Scottish baronial architecture

Scottish baronial or Scots baronial is an architectural style of 19th century Gothic Revival which revived the forms and ornaments of historical architecture of Scotland in the Late Middle Ages and the Early Modern Period. Reminiscent of Scottish castles, buildings in the Scots baronial style are characterised by elaborate rooflines embellished with conical roofs, tourelles, and battlements with machicolations, often with an asymmetric plan. Popular during the fashion for Romanticism and the Picturesque, Scots baronial architecture was equivalent to the Jacobethan Revival of 19th-century England, and likewise revived the Late Gothic appearance of the fortified domestic architecture of the elites in the Late Middle Ages and the architecture of the Jacobean era.

The sheriff court in Greenock (1869) is a typical Scottish Baronial building with crow-stepped gables and corbelled corner turrets.

Among architects of the Scots baronial style in the Victorian era were William Burn and David Bryce. Romanticism in Scotland coincided with a Scottish national identity during the 19th century, and some of the most emblematic country residences of 19th-century Scotland were built in this style, including Queen Victoria's Balmoral Castle and Walter Scott's Abbotsford, while in urban settings Cockburn Street, Edinburgh was one street built wholly in baronial style. Baronial style buildings were typically of stone, whether ashlar or masonry.

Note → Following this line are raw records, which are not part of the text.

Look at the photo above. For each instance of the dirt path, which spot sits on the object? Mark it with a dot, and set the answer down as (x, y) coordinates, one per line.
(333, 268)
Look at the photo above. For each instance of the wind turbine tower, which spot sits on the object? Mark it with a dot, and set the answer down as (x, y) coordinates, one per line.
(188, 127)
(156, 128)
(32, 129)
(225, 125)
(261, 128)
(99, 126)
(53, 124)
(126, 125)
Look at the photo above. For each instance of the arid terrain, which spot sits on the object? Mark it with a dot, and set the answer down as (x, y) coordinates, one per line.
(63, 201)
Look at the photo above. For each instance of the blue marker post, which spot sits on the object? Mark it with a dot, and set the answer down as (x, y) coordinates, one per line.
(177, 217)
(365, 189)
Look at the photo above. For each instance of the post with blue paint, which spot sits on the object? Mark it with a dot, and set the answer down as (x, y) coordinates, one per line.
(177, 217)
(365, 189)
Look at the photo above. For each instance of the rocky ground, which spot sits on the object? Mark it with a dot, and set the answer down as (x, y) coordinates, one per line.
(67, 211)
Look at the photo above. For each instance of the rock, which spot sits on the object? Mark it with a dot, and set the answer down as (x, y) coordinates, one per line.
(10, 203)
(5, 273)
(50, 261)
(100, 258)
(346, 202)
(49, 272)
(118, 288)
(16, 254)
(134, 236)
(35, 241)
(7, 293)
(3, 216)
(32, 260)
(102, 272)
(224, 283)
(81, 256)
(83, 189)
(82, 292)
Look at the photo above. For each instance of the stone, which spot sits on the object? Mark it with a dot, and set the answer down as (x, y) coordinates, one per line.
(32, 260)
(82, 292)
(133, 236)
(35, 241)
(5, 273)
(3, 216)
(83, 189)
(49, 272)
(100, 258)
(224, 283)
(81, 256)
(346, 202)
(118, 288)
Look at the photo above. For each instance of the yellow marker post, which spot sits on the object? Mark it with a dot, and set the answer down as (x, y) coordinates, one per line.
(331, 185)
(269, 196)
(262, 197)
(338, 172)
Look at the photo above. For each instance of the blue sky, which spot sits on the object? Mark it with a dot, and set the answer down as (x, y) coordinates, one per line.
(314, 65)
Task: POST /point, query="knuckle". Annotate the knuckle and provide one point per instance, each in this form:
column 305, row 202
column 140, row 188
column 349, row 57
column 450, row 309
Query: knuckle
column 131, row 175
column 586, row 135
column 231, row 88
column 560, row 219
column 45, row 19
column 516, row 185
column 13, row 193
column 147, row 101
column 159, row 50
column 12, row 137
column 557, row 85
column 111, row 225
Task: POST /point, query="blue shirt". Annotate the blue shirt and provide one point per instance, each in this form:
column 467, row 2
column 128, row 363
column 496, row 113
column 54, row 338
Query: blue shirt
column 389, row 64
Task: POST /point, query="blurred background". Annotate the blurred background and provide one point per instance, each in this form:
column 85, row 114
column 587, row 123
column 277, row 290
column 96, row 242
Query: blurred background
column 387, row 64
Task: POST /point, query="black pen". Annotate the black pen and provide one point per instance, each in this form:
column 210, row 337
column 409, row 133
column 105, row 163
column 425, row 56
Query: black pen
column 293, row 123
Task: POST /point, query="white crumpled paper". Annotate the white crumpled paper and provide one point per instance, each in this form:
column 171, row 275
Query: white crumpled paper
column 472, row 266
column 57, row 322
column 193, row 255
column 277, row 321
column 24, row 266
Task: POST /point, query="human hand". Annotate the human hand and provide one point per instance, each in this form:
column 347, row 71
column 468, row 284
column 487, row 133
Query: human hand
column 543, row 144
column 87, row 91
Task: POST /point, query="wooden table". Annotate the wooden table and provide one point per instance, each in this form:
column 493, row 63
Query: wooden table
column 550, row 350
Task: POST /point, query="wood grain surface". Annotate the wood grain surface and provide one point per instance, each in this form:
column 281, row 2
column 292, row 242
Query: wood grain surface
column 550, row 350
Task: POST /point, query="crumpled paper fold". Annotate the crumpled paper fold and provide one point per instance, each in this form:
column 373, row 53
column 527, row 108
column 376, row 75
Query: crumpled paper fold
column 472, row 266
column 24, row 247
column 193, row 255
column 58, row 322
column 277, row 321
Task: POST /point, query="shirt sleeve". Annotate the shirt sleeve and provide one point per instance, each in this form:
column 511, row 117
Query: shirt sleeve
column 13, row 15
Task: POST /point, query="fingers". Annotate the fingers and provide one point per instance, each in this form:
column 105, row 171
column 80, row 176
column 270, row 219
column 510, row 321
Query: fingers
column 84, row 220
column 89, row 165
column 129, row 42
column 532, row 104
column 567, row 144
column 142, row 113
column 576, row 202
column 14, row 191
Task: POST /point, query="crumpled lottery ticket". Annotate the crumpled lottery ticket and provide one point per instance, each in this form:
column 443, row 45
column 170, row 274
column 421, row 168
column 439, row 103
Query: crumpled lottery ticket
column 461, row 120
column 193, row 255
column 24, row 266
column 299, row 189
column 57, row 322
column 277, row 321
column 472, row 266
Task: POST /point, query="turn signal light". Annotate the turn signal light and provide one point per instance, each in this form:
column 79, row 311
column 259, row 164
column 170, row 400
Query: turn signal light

Following Robert William Billings's Baronial and Ecclesiastical Antiquities of Scotland, architectural historians identified the stylistic features characteristic of the baronial castles built from the latter 16th century as Scots baronial style, which as a revived idiom architects continued to employ up until 1930s. Scottish baronial was core influence on Charles Rennie Mackintoshs Modern Style architecture.[1] The style was considered a British national idiom emblematic of Scotland, and was widely used for public buildings, country houses, residences and follies throughout the British Empire. The Scottish National War Memorial was the last significant monument of the baronial style, built 1920 in Edinburgh Castle after World War I.[2]